L’ultra-conservateur John Bolton, qui a rejoint début avril la Maison Blanche en tant que directeur du Conseil national de sécurité (NSC), s’est vu confier aussi les responsabilités qui incombaient jusqu’ici à Rob Joyce en tant que coordinateur de la cyber-sécurité de la Maison Blanche. Par un ordre exécutif, le président Trump a supprimé ce poste et a réorganisé le NSC de façon à ce que Bolton chapeaute l’ensemble des activités inter-agences en matière de cyber-sécurité assurées jusqu’ici par Joyce.
En tant qu’ancien directeur des TAO (tailored access operations), le principal département de pénétration des réseaux et de hacking de l’Agence nationale de sécurité (NSA), Rob Joyce apportait à ce poste un bagage considérable, à la hauteur des missions qui lui étaient confiées : synchroniser les efforts en matière de sécurité informatique des différentes branches de l’armée américaine, de la sécurité intérieure et des agences de renseignement. Rob Joyce, qui a assumé ce rôle l’an dernier, a annoncé son départ le mois dernier. Une semaine plus tôt, un autre expert du NSC dans ce domaine, Tom Bossert, le supérieur de Rob Joyce, avait lui aussi annoncé son départ.
L’idée qu’un va-t-en-guerre comme Bolton, qui ne dispose pas d’expertise particulière en matière de sécurité informatique, soit désormais en charge de ce portefeuille aussi délicat que crucial a de quoi faire froid dans le dos. La technicité des décisions à prendre en cas d’attaques informatiques requiert une connaissance intime des dossiers si l’on veut être capable de prendre les bonnes décisions dans l’urgence. Mais il y a va aussi, dans une perspective plus historique, de l’importance accordée au rôle de « cyber-coordinateur » inter-agences dans l’administration américaine. Pratiquement tous les experts sont d’accord pour dire à quel point il est important de centraliser et de formaliser cette fonction alors que les attaques dans ce domaine se multiplient et que nos sociétés interconnectées y sont de plus en plus vulnérables. C’est pourquoi Barack Obama a créé ce rôle de cyber-coordinateur en 2009, comblant de l’avis général un besoin évident.
Des commentateurs se sont d’ailleurs gaussés de Trump en suggérant que c’est le fait que la fonction ait été formalisée par l’administration Obama qui l’a convaincu de supprimer ce poste. Pourtant, dans un premier temps, les milieux de la sécurité informatique s’étaient réjouis lorsqu’en mai dernier, Trump avait semblé endosser telle quelle la politique suivie en la matière par son prédécesseur. Ils déchantent aujourd’hui et ne se privent pas de faire part de leur appréhension. Un ancien expert de l’équipe de cyber-sécurité au NSC de l’administration Obama, Chris Painter, a parlé de « tragédie ». « La structure n’est pas tout, mais la structure dénote la priorité et la capacité de faire adopter des décisions et de coordonner des visions souvent disparates ».

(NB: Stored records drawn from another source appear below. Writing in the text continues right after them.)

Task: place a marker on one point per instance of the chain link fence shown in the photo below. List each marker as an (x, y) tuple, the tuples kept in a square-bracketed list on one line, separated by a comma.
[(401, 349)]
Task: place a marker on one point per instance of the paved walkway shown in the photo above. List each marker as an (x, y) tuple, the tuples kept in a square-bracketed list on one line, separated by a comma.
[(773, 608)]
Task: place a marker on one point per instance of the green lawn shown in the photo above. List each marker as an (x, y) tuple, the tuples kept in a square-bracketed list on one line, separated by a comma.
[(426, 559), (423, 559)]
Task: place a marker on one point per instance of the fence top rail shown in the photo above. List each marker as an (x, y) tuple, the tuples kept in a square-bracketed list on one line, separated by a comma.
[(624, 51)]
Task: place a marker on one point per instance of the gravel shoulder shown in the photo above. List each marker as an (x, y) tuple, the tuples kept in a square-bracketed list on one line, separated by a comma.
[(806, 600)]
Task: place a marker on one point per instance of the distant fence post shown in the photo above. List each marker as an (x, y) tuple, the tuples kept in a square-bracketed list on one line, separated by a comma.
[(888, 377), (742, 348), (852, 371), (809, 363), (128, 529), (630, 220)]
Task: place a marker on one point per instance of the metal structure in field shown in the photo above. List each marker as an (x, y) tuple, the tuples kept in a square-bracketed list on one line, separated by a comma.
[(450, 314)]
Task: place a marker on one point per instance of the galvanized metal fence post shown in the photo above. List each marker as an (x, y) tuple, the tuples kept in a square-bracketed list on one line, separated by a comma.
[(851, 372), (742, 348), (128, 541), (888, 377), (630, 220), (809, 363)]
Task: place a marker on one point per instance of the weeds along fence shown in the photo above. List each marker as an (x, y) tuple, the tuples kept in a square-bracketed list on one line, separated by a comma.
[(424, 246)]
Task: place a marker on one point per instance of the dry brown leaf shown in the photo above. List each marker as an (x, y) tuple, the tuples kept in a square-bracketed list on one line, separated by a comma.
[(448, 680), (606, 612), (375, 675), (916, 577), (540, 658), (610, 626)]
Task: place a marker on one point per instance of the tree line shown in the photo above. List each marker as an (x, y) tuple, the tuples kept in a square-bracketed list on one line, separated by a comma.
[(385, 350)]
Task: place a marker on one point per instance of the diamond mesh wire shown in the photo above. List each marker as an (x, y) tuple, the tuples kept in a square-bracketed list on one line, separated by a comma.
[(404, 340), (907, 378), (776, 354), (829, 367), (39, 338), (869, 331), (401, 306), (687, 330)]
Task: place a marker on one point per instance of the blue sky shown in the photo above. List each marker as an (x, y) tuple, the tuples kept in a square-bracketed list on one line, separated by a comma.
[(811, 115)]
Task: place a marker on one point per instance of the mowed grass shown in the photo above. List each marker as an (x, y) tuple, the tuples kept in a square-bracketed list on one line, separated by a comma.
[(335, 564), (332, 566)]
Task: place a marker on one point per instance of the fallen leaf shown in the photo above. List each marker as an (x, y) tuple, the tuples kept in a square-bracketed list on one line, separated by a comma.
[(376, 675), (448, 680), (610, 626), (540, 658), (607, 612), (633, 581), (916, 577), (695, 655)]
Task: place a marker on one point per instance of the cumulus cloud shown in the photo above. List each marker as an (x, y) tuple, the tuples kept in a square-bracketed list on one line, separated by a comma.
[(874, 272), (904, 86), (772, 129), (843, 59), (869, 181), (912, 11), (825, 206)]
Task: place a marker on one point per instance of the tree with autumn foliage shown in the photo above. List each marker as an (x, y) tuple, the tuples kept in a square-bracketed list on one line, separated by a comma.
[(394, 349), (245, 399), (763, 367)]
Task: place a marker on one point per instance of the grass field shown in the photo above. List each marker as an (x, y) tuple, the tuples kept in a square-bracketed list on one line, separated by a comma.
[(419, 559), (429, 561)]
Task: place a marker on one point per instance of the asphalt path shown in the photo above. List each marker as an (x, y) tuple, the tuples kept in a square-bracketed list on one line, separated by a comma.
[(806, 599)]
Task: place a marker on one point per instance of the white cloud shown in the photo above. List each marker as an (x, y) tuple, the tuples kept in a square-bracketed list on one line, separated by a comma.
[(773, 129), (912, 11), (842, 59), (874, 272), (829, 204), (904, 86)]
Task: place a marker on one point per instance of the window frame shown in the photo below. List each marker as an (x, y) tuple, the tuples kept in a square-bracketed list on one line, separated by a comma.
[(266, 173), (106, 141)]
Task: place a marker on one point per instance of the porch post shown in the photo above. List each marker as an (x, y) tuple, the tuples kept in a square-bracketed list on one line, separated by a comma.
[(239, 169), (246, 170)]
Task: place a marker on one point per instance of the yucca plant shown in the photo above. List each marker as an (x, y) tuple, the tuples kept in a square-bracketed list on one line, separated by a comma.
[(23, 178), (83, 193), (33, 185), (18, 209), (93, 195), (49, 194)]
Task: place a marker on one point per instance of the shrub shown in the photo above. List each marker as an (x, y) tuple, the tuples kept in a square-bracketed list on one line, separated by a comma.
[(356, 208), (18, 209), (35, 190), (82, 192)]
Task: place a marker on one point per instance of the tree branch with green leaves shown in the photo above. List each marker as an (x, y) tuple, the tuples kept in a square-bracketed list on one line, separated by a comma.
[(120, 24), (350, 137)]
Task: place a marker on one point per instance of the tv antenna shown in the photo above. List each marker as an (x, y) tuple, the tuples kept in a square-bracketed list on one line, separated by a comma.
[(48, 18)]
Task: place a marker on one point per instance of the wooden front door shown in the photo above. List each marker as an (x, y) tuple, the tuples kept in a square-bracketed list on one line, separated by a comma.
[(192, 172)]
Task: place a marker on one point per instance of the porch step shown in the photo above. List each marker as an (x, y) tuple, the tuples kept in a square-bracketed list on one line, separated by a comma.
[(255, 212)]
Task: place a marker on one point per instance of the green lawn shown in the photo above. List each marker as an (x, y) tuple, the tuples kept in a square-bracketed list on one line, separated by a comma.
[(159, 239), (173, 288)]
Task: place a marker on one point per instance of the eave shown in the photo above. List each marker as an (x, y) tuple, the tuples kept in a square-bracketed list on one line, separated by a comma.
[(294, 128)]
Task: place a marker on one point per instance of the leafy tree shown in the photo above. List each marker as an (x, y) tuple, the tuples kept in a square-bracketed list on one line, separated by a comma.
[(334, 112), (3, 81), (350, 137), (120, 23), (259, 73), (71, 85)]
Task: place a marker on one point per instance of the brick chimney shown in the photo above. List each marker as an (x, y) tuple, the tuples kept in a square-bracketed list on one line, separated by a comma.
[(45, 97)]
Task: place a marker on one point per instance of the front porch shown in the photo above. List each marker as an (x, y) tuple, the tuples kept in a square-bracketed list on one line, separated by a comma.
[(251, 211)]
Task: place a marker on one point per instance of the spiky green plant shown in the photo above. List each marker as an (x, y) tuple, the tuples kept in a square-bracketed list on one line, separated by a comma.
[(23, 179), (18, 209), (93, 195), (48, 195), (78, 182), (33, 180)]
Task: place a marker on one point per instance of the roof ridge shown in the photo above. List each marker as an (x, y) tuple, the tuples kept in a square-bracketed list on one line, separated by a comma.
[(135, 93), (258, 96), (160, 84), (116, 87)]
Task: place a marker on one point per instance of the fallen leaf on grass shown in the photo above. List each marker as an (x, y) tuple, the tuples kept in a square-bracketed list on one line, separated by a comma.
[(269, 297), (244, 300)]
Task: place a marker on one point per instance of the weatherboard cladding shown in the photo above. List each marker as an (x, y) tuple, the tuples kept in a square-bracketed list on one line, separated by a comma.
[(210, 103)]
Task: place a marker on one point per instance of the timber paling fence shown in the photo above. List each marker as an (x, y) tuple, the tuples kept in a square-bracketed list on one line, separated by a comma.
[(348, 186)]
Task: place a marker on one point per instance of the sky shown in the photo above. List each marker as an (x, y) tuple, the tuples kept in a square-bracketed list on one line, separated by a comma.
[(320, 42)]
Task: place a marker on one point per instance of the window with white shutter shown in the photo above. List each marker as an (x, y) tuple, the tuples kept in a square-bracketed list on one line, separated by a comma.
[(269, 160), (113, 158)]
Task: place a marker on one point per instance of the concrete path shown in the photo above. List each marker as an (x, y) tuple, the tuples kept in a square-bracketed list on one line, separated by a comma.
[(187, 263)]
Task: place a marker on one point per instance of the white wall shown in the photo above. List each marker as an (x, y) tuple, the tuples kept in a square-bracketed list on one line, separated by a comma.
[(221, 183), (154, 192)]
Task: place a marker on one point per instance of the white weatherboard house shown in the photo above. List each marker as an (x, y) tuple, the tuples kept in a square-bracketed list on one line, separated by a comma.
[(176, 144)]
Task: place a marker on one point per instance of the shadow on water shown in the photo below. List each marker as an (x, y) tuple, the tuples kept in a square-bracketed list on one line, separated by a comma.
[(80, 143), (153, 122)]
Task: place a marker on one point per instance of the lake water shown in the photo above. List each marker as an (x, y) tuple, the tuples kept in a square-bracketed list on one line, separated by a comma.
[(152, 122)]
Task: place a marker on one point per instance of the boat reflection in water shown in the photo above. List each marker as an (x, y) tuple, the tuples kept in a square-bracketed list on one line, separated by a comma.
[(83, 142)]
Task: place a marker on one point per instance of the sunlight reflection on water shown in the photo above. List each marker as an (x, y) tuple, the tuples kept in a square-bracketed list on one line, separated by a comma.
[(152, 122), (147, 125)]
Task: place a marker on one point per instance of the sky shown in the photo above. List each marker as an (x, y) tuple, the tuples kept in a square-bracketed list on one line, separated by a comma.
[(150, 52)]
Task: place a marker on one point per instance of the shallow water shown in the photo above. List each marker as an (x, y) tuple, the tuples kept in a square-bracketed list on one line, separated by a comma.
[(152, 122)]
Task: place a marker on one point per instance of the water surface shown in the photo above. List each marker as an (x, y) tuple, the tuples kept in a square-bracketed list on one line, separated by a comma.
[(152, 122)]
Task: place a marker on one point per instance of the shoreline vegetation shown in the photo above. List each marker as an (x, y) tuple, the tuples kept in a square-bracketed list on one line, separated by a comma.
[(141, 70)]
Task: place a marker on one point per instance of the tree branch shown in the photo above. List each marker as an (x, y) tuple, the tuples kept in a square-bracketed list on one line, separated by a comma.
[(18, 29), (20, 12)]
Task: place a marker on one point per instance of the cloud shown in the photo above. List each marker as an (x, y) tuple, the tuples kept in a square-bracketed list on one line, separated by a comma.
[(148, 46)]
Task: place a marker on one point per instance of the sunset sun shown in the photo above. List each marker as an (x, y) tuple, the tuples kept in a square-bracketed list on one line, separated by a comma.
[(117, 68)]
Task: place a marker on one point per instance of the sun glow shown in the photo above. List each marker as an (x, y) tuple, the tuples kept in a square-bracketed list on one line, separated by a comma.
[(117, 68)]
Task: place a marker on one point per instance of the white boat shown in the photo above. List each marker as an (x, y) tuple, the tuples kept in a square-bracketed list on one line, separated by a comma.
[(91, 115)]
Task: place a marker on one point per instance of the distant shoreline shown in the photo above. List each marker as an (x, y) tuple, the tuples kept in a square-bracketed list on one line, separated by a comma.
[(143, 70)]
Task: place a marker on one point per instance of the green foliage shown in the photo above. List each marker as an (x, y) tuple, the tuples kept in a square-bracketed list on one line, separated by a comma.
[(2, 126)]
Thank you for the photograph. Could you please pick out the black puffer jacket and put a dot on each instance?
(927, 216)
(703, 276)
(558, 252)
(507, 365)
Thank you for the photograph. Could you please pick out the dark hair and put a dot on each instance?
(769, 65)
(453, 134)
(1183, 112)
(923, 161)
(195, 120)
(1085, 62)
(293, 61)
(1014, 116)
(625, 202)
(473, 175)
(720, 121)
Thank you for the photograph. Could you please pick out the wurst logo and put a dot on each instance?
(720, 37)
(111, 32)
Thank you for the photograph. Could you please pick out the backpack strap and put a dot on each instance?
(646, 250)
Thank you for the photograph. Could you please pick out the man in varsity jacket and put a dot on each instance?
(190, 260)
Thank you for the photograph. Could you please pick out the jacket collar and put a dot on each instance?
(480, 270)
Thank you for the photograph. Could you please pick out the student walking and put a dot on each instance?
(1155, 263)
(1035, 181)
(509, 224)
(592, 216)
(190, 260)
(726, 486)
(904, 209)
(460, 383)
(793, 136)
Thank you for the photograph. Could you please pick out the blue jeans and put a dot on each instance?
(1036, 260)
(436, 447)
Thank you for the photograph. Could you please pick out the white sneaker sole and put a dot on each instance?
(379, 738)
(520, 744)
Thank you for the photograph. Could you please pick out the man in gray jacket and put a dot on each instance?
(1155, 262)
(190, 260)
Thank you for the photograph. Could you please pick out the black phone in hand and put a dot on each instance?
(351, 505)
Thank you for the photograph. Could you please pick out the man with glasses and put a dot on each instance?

John Bolton, fidèle à l’image de faucon qu’il entend donner de lui-même, a annoncé son intention de répondre de manière plus agressive à l’avenir aux cyber-attaques, notamment celles en provenance de Russie, afin de dissuader une fois pour toutes leurs instigateurs. Mais ses menées destinées à éjecter Rob Joyce, couronnées de succès, suggèrent au contraire que les États-Unis font de la cyber-sécurité une priorité de second rang.
Désemparés, des représentants démocrates ont proposé l’adoption d’une loi qui formalise le rôle de cyber-coordinateur au NSC et en fait un poste requérant confirmation par le Sénat. Sans grande chance de succès, compte tenu des rapports de force au Capitole. A noter que leur projet confie au directeur de l’« Office national du cyberespace » non seulement la responsabilité de la coordination inter-agences en matière de sécurité informatique, mais aussi celle de promouvoir les libertés dans ce cyberespace. Une dimension essentielle : il est en effet assez facile d’imaginer qu’une crise majeure de sécurité informatique, gérée à Washington par la paire Trump-Bolton, serve de prétexte à une restriction drastique des libertés sur le Net.